Per garantire il rapporto di complementarietà delle diversità è auspicabile che i laici custodiscano la loro autonomia associandosi strutturalmente innanzitutto tra loro per vivere il carisma secondo la propria specifica indole secolare. Soltanto così potranno trovare la loro strada e le loro espressioni di vita tipicamente laicali. Il cammino è da sintonia a reciprocità e non subalternità, per il fatto che i laici non vanno a configurarsi come oblati o affiliati all’Istituto. Il cammino con i laici, poi, non può essere scandito o influenzato dalla incessante discontinuità di servizio delle leadership religiose, dovuta a istanze canoniche o altro che portano alla danza delle successioni: si avvicendano i responsabili generali, provinciali e di comunità, ognuno con diverse sensibilità, tendenze di pensiero, soggettività delle scelte che possono rendere difficile e talvolta impossibile il camminare con coloro che vorrebbero accompagnarsi per un cammino carismatico laicale.
La tentazione di fare
dei collaboratori funzionali
Non sarà che in questi ultimi decenni la particolare attenzione ai laici sia stata spinta dall’interesse di poter sopperire alla mancanza dei religiosi/e nel portare avanti le tante Opere? In tal caso il motivo, pur lodevole, non sarebbe vocazionale, ma funzionale. Sarebbe fortemente riduttivo dare una immagine del carisma indicando, delle azioni, dei compiti e impegni lavorativi, quando ai religiosi spetta saper testimoniare una esperienza di vita, mostrare la ricchezza, la bellezza di una particolare eredità spirituale, attraverso cui suscitare il desiderio di condividere la medesima esperienza.
Non stupisce se nei decenni passati l’impegno prevalente si sia riversato nel fare degli operatori dei collaboratori funzionali, con la conseguenza che ora la maggior parte di questi si sente legittimata dalla professione, più che dall'appartenenza ad un “mondo vitale”, venendo meno in tal modo molti investimenti di senso. La conseguenza è che oggi ci si trova con tanti dipendenti e rari condividenti di un progetto carismatico.
Una stagione
ricca di stimoli
Il rischio è di non saperli vedere e di non cogliere la crisi come opportunità.

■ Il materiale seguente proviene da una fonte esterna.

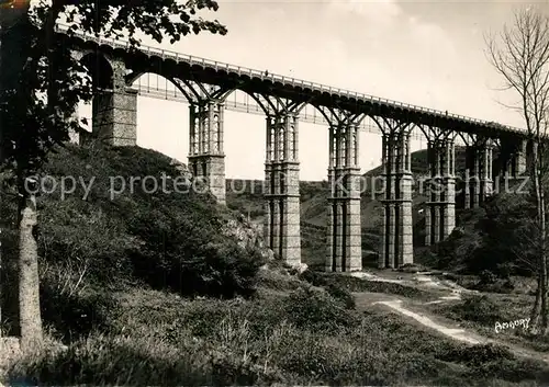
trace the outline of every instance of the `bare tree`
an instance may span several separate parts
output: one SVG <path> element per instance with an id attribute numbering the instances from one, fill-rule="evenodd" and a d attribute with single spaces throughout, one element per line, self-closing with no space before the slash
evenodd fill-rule
<path id="1" fill-rule="evenodd" d="M 514 13 L 511 24 L 505 24 L 497 35 L 486 37 L 490 62 L 503 77 L 506 89 L 519 96 L 516 106 L 525 121 L 531 155 L 528 175 L 537 209 L 539 247 L 537 262 L 537 292 L 531 314 L 533 332 L 548 330 L 548 281 L 547 281 L 547 218 L 545 204 L 545 180 L 548 177 L 548 160 L 545 140 L 549 109 L 549 18 L 534 7 Z"/>

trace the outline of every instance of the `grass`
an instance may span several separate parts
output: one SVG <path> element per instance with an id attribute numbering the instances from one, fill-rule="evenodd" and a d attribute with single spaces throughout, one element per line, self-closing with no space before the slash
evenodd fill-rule
<path id="1" fill-rule="evenodd" d="M 506 295 L 483 293 L 468 296 L 453 304 L 426 305 L 430 311 L 460 321 L 463 328 L 482 335 L 501 339 L 539 352 L 549 352 L 549 339 L 531 335 L 522 327 L 495 332 L 496 322 L 509 322 L 530 317 L 534 297 L 529 295 Z"/>

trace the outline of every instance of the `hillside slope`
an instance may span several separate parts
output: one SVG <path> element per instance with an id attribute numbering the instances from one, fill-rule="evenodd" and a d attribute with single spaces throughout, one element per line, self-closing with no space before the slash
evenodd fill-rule
<path id="1" fill-rule="evenodd" d="M 497 158 L 497 153 L 494 155 Z M 418 150 L 412 153 L 412 172 L 415 182 L 425 177 L 427 170 L 427 151 Z M 456 148 L 456 173 L 463 173 L 466 168 L 464 148 Z M 366 186 L 361 193 L 362 221 L 362 264 L 377 265 L 377 254 L 381 243 L 382 206 L 381 193 L 372 190 L 376 177 L 381 174 L 377 167 L 363 174 Z M 235 190 L 236 187 L 236 190 Z M 328 183 L 302 181 L 301 194 L 301 227 L 302 227 L 302 260 L 311 268 L 324 266 L 325 226 L 327 224 Z M 424 216 L 418 212 L 423 208 L 426 197 L 419 193 L 418 184 L 413 185 L 413 221 L 414 240 L 424 240 Z M 254 221 L 261 224 L 264 214 L 262 181 L 260 180 L 227 180 L 227 206 L 248 214 Z"/>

Il punto debole di una istituzione, specie se con alle spalle una grande storia, è quello di non saper vedere il segnale debole nascosto tra mille segnali forti, di individuare il dato importante garanzia di futuro. Questo richiede intuizione, sensibilità perchè il nuovo che si presenta é un granello piccolo, una increspatura.
Nell’impegnarsi in questo, la bussola orientatrice non può essere soltanto la memoria, per il fatto che il presente non somiglia al passato ed in particolare a quel passato per il quale tutto l’essenziale e tutto il decisivo è già accaduto ed attende soltanto di essere portato a compimento. Dunque non si tratta di rinnegare il passato ma di andare oltre e non per prurito di cambiare ma perché tutto attorno a noi è cambiato o sta cambiando.